Relative cohomology:

sage: T = SimplicialComplex([[0,1]])
sage: U = SimplicialComplex([[0], [1]])
sage: T.cohomology(1, subcomplex=U)
Z

A \(\Delta\)-complex example:

sage: s5 = delta_complexes.Sphere(5)
sage: s5.cohomology(base_ring=GF(7))[5]
Vector space of dimension 1 over Finite Field of size 7

cohomology_ring(base_ring=Rational Field)#

Return the unreduced cohomology with coefficients in base_ring with a chosen basis.

This is implemented for simplicial, cubical, and \(\Delta\)-complexes, not for arbitrary generic cell complexes. The resulting elements are suitable for computing cup products. For simplicial complexes, they should be suitable for computing cohomology operations; so far, only mod 2 cohomology operations have been implemented.

INPUT:

base_ring – coefficient ring (optional, default QQ); must be a field

The basis elements in dimension dim are named ‘h^{dim,i}’ where \(i\) ranges between 0 and \(r-1\), if \(r\) is the rank of the cohomology group.

Note

For all but the smallest complexes, this is likely to be slower than cohomology() (with field coefficients), possibly by several orders of magnitude. This and its companion homology_with_basis() carry extra information which allows computation of cup products, for example, but because of speed issues, you may only wish to use these if you need that extra information.

EXAMPLES:

sage: K = simplicial_complexes.KleinBottle()
sage: H = K.cohomology_ring(QQ); H
Cohomology ring of Minimal triangulation of the Klein bottle
 over Rational Field
sage: sorted(H.basis(), key=str)
[h^{0,0}, h^{1,0}]
sage: H = K.cohomology_ring(GF(2)); H
Cohomology ring of Minimal triangulation of the Klein bottle
 over Finite Field of size 2
sage: sorted(H.basis(), key=str)
[h^{0,0}, h^{1,0}, h^{1,1}, h^{2,0}]

sage: X = delta_complexes.SurfaceOfGenus(2)
sage: H = X.cohomology_ring(QQ); H
Cohomology ring of Delta complex with 3 vertices and 29 simplices
 over Rational Field
sage: sorted(H.basis(1), key=str)
[h^{1,0}, h^{1,1}, h^{1,2}, h^{1,3}]

sage: H = simplicial_complexes.Torus().cohomology_ring(QQ); H
Cohomology ring of Minimal triangulation of the torus
 over Rational Field
sage: x = H.basis()[1,0]; x
h^{1,0}
sage: y = H.basis()[1,1]; y
h^{1,1}

You can compute cup products of cohomology classes:

sage: x.cup_product(y)
-h^{2,0}
sage: x * y # alternate notation
-h^{2,0}
sage: y.cup_product(x)
h^{2,0}
sage: x.cup_product(x)
0

Cohomology operations:

sage: RP2 = simplicial_complexes.RealProjectivePlane()
sage: K = RP2.suspension()
sage: K.set_immutable()
sage: y = K.cohomology_ring(GF(2)).basis()[2,0]; y
h^{2,0}
sage: y.Sq(1)
h^{3,0}

To compute the cohomology ring, the complex must be “immutable”. This is only relevant for simplicial complexes, and most simplicial complexes are immutable, but certain constructions make them mutable. The suspension is one example, and this is the reason for calling K.set_immutable() above.
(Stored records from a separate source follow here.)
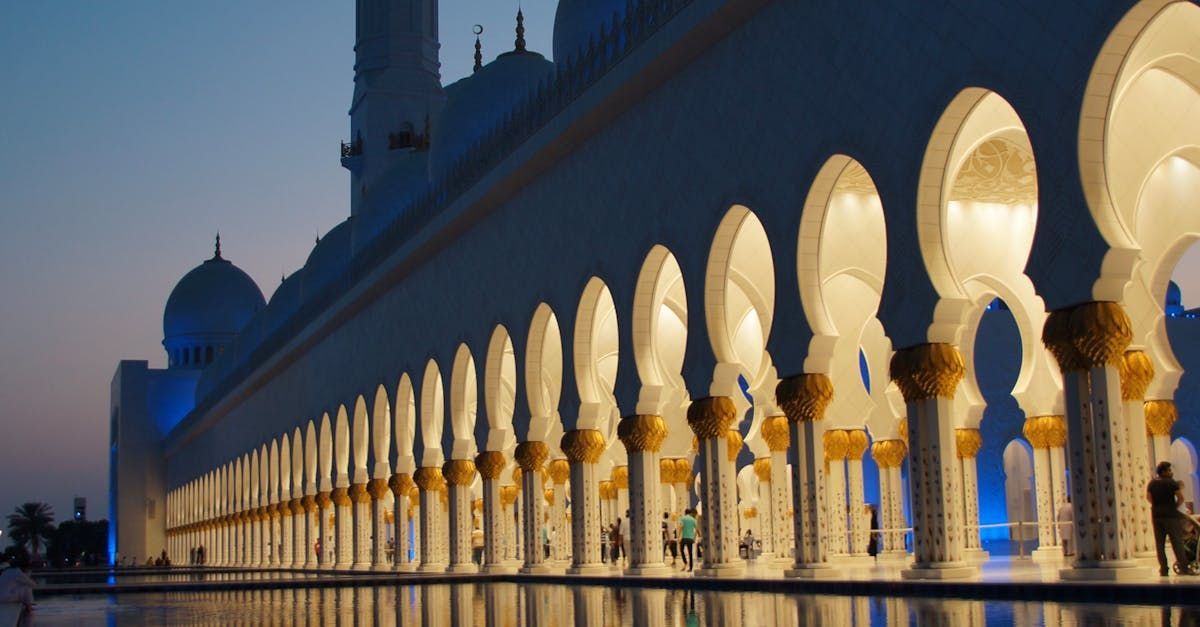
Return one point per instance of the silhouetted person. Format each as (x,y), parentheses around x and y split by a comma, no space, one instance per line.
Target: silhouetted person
(1165,496)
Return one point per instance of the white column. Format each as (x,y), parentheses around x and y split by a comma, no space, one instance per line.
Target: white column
(928,376)
(431,483)
(1089,342)
(642,436)
(804,399)
(583,448)
(712,419)
(460,473)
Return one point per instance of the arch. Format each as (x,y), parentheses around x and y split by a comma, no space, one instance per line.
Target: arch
(406,424)
(432,414)
(739,287)
(544,371)
(360,440)
(1139,106)
(325,453)
(1019,490)
(463,404)
(660,332)
(499,389)
(595,350)
(381,436)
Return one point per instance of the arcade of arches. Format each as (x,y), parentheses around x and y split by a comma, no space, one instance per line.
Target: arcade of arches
(369,485)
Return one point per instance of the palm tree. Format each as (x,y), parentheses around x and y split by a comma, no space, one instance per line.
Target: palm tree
(31,523)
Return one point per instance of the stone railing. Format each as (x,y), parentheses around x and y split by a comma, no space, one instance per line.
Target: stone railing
(613,43)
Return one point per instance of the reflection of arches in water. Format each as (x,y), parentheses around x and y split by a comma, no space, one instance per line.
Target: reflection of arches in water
(1019,489)
(1183,463)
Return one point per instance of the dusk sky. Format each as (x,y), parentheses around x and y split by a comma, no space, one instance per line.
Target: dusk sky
(133,131)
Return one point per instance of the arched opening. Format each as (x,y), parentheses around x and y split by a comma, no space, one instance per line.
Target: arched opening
(660,336)
(432,416)
(406,424)
(544,375)
(595,363)
(361,446)
(1019,495)
(463,404)
(499,390)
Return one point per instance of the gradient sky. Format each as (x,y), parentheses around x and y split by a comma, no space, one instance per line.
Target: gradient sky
(132,131)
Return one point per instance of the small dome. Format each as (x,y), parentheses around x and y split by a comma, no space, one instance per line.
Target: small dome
(479,102)
(210,304)
(328,260)
(579,22)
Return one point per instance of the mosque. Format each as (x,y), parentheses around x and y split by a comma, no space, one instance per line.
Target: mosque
(772,260)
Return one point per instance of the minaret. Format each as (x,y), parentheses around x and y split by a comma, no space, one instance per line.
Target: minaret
(397,89)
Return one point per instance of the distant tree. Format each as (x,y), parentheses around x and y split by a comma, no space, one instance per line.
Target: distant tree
(30,524)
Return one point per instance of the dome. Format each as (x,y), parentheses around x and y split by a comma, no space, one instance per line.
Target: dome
(479,102)
(579,22)
(210,304)
(329,257)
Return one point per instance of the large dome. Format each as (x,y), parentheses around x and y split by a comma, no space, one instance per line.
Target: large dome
(210,305)
(579,22)
(479,102)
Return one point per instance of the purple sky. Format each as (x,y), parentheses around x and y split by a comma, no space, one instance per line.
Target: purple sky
(132,131)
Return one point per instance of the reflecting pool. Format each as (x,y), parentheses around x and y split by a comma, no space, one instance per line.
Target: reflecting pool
(534,605)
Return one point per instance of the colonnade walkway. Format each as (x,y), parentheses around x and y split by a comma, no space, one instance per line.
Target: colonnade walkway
(1000,578)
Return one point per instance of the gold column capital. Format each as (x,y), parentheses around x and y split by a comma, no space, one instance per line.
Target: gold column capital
(889,453)
(531,455)
(804,398)
(1137,372)
(1087,335)
(559,471)
(490,464)
(928,371)
(1045,431)
(459,471)
(583,445)
(775,433)
(1161,416)
(712,417)
(642,433)
(967,442)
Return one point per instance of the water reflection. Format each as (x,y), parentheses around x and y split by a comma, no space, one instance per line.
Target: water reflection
(537,605)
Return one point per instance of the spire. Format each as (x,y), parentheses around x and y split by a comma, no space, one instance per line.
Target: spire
(479,48)
(520,42)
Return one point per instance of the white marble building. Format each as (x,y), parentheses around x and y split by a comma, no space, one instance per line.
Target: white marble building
(717,254)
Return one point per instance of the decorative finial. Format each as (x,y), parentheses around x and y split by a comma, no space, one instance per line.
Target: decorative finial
(520,43)
(479,47)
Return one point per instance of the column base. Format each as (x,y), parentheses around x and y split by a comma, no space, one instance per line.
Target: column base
(1107,571)
(1047,554)
(811,571)
(589,568)
(658,569)
(723,571)
(853,561)
(893,557)
(940,571)
(976,555)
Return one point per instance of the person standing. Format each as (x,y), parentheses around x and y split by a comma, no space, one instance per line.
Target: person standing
(1165,496)
(688,538)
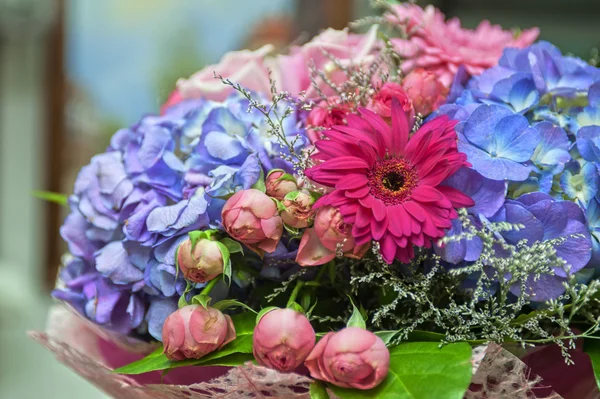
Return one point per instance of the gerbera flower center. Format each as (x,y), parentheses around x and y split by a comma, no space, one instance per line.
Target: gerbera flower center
(392,180)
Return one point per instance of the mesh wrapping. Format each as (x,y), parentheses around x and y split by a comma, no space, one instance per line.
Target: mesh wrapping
(497,373)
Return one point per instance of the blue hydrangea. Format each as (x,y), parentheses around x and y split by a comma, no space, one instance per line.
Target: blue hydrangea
(161,178)
(533,123)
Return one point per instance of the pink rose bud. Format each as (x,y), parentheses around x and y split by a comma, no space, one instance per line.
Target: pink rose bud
(324,116)
(330,236)
(194,331)
(350,358)
(381,103)
(283,339)
(280,183)
(251,218)
(426,91)
(298,209)
(201,263)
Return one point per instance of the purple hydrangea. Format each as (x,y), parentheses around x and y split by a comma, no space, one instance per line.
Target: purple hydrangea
(158,180)
(532,123)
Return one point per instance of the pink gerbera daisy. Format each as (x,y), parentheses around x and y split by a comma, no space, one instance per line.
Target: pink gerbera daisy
(389,185)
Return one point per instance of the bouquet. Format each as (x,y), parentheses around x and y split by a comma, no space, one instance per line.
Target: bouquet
(411,212)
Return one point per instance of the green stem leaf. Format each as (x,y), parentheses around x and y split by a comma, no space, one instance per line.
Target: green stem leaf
(421,370)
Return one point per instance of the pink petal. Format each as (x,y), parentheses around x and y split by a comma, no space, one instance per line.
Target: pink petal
(415,210)
(352,181)
(360,192)
(400,129)
(388,248)
(311,251)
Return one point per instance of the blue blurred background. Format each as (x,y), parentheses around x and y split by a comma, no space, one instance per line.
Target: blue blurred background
(73,71)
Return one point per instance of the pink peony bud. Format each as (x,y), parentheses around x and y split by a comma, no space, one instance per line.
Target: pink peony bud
(298,209)
(282,339)
(201,263)
(426,91)
(280,183)
(329,236)
(324,116)
(350,358)
(381,103)
(251,217)
(194,331)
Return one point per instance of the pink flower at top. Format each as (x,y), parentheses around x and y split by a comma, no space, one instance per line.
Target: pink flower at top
(329,235)
(350,358)
(244,67)
(381,103)
(324,116)
(441,46)
(292,71)
(388,185)
(425,90)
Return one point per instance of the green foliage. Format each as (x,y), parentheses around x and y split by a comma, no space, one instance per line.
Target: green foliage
(591,346)
(421,370)
(356,319)
(57,198)
(260,183)
(423,295)
(235,353)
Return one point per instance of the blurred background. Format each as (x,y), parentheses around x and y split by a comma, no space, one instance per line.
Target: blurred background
(73,71)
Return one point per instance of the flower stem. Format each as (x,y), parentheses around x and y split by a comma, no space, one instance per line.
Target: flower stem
(206,290)
(295,293)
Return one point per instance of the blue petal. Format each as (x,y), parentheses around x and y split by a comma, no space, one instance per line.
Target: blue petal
(113,262)
(554,145)
(494,168)
(517,214)
(487,194)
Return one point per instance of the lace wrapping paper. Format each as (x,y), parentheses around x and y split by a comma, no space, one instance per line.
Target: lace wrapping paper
(497,373)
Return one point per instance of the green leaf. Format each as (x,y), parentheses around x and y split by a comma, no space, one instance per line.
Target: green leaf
(153,361)
(280,206)
(331,272)
(182,301)
(201,299)
(421,370)
(232,245)
(234,353)
(231,303)
(356,320)
(318,391)
(264,312)
(287,177)
(295,306)
(57,198)
(592,348)
(260,183)
(226,260)
(292,195)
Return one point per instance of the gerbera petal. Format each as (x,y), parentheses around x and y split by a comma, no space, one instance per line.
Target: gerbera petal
(344,163)
(388,248)
(415,210)
(400,129)
(426,194)
(378,229)
(352,181)
(359,192)
(384,138)
(399,221)
(377,206)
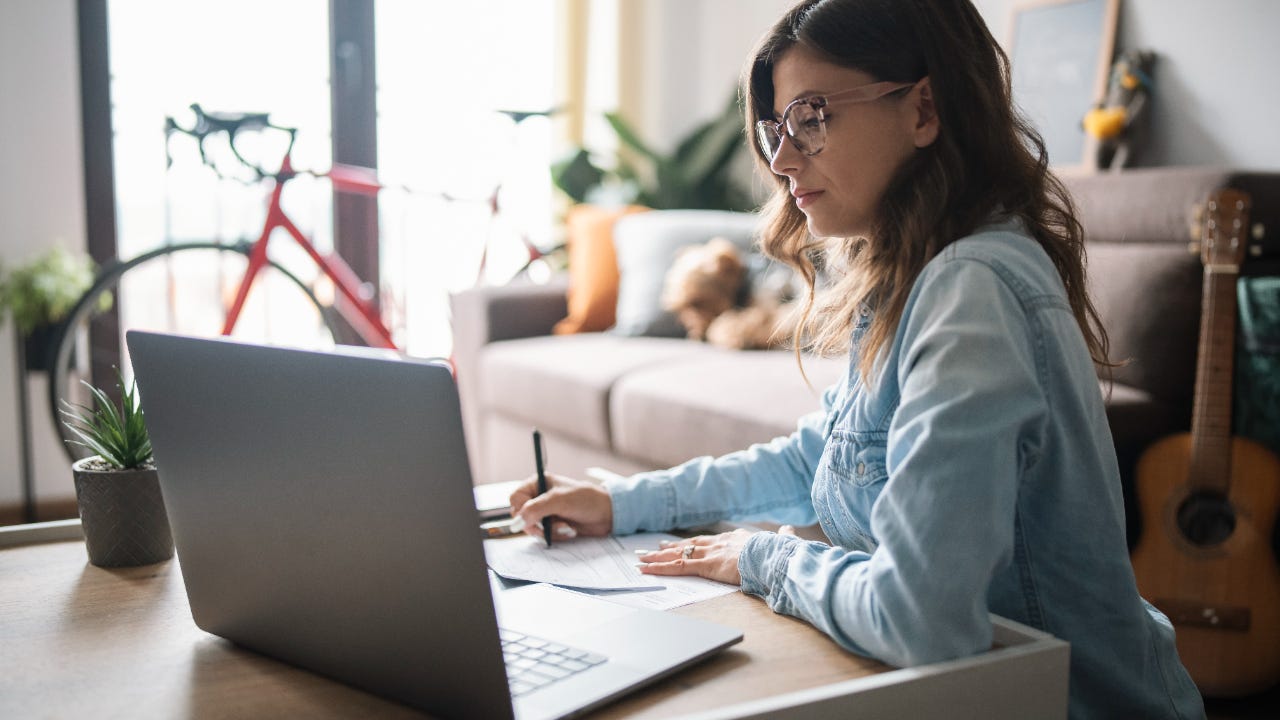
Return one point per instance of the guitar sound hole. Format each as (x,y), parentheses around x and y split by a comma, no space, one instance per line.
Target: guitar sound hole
(1206,519)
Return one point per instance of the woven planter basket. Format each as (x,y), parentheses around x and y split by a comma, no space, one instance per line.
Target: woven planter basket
(123,516)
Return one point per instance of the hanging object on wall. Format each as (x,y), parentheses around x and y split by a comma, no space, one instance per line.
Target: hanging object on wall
(1119,122)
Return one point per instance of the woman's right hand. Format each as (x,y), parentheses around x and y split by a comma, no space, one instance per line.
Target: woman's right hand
(580,507)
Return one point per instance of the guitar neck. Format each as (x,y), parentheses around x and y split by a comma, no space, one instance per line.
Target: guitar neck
(1223,250)
(1211,414)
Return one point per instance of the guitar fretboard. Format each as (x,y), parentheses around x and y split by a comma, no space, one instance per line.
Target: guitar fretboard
(1211,418)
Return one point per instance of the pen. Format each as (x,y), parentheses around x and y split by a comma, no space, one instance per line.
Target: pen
(542,483)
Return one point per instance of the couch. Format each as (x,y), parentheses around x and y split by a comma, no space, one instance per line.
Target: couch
(631,402)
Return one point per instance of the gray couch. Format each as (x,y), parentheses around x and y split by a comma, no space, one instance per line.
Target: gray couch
(630,404)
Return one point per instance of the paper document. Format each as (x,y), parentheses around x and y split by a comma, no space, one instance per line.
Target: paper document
(580,563)
(680,591)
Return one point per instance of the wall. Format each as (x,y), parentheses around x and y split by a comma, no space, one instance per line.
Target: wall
(41,203)
(1215,100)
(1215,103)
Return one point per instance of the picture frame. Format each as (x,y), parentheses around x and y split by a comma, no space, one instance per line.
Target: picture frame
(1060,55)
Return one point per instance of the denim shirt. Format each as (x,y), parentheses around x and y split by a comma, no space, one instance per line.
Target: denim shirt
(974,474)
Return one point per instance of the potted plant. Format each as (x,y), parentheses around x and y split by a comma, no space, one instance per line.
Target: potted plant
(40,294)
(698,173)
(118,490)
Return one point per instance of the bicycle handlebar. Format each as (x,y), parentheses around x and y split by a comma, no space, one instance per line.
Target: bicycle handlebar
(208,124)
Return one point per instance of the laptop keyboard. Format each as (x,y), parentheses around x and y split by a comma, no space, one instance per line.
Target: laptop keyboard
(534,662)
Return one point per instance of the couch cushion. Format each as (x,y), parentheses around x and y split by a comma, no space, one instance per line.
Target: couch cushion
(647,245)
(1148,297)
(1137,419)
(562,382)
(714,404)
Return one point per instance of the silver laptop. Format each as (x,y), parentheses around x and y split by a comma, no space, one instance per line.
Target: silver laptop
(323,513)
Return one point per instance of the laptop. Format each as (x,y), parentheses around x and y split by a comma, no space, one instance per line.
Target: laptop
(323,514)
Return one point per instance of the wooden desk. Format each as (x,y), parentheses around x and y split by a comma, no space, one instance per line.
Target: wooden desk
(78,641)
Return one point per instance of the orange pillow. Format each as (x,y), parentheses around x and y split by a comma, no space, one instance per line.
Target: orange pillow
(593,268)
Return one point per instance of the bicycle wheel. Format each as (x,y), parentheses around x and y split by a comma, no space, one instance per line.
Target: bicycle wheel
(182,288)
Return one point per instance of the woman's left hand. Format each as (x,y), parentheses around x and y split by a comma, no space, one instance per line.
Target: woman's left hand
(707,556)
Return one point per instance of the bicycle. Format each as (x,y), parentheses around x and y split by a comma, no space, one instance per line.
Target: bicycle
(211,267)
(241,268)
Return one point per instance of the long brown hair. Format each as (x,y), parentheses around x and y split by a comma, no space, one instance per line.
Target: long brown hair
(986,159)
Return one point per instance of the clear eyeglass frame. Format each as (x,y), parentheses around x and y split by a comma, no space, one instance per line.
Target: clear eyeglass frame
(804,121)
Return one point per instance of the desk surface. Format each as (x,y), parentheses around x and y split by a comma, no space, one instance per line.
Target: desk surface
(81,641)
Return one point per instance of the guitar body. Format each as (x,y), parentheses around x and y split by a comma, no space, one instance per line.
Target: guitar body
(1215,575)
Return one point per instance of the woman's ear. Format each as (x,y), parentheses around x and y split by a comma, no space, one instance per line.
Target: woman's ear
(926,130)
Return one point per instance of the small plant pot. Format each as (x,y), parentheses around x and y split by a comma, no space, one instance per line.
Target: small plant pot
(123,515)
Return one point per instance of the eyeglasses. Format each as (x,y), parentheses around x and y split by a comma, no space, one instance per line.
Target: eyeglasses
(804,121)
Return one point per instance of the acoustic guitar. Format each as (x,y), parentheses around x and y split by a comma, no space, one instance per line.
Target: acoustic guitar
(1210,500)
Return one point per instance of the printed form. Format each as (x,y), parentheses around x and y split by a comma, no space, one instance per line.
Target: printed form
(599,566)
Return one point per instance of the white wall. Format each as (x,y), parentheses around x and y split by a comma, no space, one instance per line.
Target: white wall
(41,197)
(1216,99)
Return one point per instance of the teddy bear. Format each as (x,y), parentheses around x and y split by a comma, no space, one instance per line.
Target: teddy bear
(718,299)
(1115,122)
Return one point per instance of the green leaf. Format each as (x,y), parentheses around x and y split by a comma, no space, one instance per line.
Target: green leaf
(118,434)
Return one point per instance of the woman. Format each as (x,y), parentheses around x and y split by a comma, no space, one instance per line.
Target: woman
(964,465)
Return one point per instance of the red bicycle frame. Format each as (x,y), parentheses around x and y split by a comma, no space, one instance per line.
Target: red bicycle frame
(365,319)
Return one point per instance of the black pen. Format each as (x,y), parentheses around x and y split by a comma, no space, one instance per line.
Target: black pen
(542,483)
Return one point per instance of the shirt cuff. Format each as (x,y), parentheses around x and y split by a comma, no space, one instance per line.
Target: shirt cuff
(641,502)
(763,561)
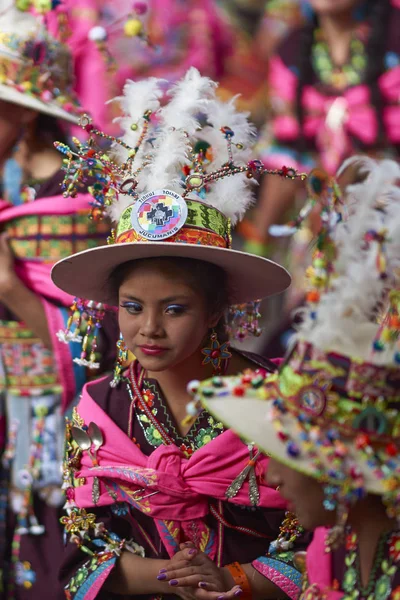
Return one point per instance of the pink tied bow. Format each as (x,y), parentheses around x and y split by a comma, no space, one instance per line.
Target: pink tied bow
(166,485)
(332,120)
(319,569)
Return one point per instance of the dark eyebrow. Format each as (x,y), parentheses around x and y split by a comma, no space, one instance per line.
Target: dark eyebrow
(162,301)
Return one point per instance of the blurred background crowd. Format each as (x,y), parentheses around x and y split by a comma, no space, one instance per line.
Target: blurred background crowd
(321,81)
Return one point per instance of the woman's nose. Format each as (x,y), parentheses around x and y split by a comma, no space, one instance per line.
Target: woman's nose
(151,324)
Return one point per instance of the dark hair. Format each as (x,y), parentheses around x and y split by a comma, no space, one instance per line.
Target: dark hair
(206,279)
(48,130)
(378,15)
Another example:

sage: S1 = simplicial_complexes.Sphere(1)
sage: T = S1.product(S1)
sage: T.is_immutable()
False
sage: T.cohomology_ring()
Traceback (most recent call last):
...
ValueError: this simplicial complex must be immutable; call set_immutable()
sage: T.set_immutable()
sage: T.cohomology_ring()
Cohomology ring of Simplicial complex with 9 vertices and
18 facets over Rational Field

dimension()#

The dimension of this cell complex: the maximum dimension of its cells.

Warning

If the cells() method calls dimension(), then you’ll get an infinite loop. So either don’t use dimension() or override dimension().

EXAMPLES:

sage: simplicial_complexes.RandomComplex(d=5, n=8).dimension()
5
sage: delta_complexes.Sphere(3).dimension()
3
sage: T = cubical_complexes.Torus()
sage: T.product(T).dimension()
4

disjoint_union(right)#

The disjoint union of this cell complex with another one.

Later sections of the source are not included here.